AKI is the most common and serious complication of cardiac surgery.38 The pathophysiology of cardiac surgery associated AKI is complex and multifactorial, and probably involves renal ischemia-reperfusion injury, oxidative stress, inflammation, and nephrotoxins.39 Our study enrolled 58 AKI patients who underwent cardiac surgery. In the subgroup analysis of patients who underwent cardiac surgery, the LAR tended to have predictive value for in-hospital and ICU mortality (HR 1.16, 95% CI 0.92–1.47, P = 0.2117 and HR 1.23, 95% CI 0.95–1.59, P = 0.1091, respectively). However, due to the small number of patients included in the analysis, the results should be interpreted with caution. CKD patients were more prone to develop AKI, which is the so-called acute-on-chronic (A-on-C) renal failure. Its prevalence ranges from 13 to 35 per 100 AKI patients.40,41 In the present study, the incidence of A-on-C renal injury was 12.77%. Evidence suggests that patients with A-on-C renal failure have worse outcomes than those without CKD.40–42 The LAR predicted the risk of death in patients with A-on-C renal injury in our study (HR 1.18, 95% CI 1.07–1.31, P = 0.0014 for in-hospital mortality and HR 1.21, 95% CI 1.08–1.35, P = 0.0008 for ICU mortality).

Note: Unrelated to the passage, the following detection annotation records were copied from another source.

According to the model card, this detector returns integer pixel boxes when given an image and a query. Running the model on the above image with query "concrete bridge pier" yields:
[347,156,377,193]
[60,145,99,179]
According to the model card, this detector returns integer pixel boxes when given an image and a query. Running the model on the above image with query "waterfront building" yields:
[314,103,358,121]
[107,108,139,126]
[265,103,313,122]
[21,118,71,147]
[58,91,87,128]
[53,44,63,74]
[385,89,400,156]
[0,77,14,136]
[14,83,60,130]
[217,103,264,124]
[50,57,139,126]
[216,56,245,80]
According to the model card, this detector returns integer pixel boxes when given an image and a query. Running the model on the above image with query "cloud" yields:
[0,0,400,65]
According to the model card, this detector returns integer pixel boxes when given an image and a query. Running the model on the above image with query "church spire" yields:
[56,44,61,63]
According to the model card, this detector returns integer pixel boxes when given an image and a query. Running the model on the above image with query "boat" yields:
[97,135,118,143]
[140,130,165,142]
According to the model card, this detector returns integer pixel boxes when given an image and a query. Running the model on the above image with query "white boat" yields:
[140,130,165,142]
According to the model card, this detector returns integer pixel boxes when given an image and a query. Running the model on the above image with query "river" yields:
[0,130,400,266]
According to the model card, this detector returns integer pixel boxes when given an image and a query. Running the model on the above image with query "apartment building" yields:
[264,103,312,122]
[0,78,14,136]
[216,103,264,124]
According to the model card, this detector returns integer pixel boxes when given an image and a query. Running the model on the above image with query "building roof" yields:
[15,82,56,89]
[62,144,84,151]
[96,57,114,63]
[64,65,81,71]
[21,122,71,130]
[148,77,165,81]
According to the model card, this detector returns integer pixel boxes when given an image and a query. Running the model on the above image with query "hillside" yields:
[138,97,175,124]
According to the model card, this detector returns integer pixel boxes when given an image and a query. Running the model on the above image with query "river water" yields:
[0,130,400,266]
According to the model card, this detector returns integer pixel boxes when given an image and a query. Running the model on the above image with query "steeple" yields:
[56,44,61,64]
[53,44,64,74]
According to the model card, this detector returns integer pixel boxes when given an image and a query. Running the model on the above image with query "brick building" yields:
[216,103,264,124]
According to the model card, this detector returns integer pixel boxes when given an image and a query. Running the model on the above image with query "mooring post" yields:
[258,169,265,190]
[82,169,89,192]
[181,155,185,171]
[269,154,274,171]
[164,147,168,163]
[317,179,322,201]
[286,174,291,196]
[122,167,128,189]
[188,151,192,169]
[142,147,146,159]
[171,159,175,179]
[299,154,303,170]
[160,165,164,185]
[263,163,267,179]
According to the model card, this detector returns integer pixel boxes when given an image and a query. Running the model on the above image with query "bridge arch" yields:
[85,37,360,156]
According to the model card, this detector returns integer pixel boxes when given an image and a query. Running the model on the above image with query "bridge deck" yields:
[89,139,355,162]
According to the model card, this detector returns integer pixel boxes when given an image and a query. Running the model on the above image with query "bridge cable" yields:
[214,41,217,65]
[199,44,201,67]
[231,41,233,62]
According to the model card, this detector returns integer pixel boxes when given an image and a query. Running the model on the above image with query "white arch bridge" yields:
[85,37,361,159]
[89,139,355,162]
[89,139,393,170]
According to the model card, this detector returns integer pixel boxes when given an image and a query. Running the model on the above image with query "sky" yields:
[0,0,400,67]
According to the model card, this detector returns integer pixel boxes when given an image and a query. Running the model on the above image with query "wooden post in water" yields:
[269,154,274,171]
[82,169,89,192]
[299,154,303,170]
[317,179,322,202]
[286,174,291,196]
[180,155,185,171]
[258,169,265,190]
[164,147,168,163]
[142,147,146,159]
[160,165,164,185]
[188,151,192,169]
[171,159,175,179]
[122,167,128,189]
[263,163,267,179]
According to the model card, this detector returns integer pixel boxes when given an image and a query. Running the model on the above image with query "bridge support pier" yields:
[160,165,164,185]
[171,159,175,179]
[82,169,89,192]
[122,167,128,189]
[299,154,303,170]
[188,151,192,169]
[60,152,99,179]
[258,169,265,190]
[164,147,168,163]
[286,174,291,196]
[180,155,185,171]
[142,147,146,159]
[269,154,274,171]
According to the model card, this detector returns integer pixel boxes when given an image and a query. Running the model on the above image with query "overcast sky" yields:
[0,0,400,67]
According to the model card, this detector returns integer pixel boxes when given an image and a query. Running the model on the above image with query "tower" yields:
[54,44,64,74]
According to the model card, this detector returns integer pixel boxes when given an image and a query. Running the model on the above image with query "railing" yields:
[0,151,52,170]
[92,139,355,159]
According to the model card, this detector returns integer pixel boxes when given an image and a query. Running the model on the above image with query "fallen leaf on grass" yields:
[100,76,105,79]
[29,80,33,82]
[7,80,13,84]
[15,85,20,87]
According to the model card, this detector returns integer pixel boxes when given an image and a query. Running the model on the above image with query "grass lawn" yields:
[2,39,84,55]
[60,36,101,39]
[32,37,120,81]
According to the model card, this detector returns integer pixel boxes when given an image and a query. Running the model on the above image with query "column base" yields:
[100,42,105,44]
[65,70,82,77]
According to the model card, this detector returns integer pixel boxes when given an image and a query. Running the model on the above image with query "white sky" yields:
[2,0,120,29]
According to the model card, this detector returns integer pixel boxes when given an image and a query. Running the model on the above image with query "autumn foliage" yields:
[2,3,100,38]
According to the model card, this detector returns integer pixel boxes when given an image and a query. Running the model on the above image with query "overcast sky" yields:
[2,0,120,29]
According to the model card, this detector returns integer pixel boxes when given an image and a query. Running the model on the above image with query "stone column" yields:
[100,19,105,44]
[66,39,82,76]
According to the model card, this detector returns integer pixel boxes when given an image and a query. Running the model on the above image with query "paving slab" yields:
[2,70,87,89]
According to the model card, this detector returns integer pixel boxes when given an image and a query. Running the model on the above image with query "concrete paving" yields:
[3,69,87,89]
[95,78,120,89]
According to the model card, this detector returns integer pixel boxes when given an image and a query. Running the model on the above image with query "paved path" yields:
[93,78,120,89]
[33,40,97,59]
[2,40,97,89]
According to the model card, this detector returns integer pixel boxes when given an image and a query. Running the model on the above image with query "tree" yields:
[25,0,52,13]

Our study had some strengths. First, it had a large sample size, with 4666 AKI patients. Second, the data source was the eICU, which is a multicenter database. Thus, the results of this study are representative and reliable. However, the study also had some limitations. First, it was a retrospective study, so it was impossible to incorporate blinded and random method. Selection bias was inherent limitation in retrospective studies. In order to reduce the risk of spurious associations, common confounding variables that were available in the eICU database were included as covariates in our analyses. Potential residual confounding still cannot be fully excluded. Some potential biases caused by unmeasured confounding factors may have reduced the robustness of the results. However, given the large sample size and diversity of hospitals and patients included in the eICU-CRD, the results can still be considered trustworthy. Second, some important information was not recorded in the eICU database. Because major adverse events after discharge were not recorded, the predictive value of the LAR for cerebrovascular and cardiovascular events was not assessable. Data on the long-term predictive value of the LAR for mortality were also unavailable. Third, the timing of lactate measurement was an important determinant of mortality in ICU.43 Blood lactate concentration may fluctuate rapidly; therefore, the optimal timing for lactate measurement is unclear. Fourth, this study evaluated the relationship between the LAR and prognosis only; therefore, it was not possible to assess the effect of a dynamic change in the LAR on prognosis.

Conclusion

Based on the clinical data of 4666 AKI patients in the eICU database, a high LAR was an independent risk factor for in-hospital and ICU mortality in critically ill patients with AKI. Furthermore, the LAR was linearly correlated with in-hospital and ICU mortality. We consider prospective studies are need to validate these results. The LAR merits warrant further study to verify its long-term predictive value.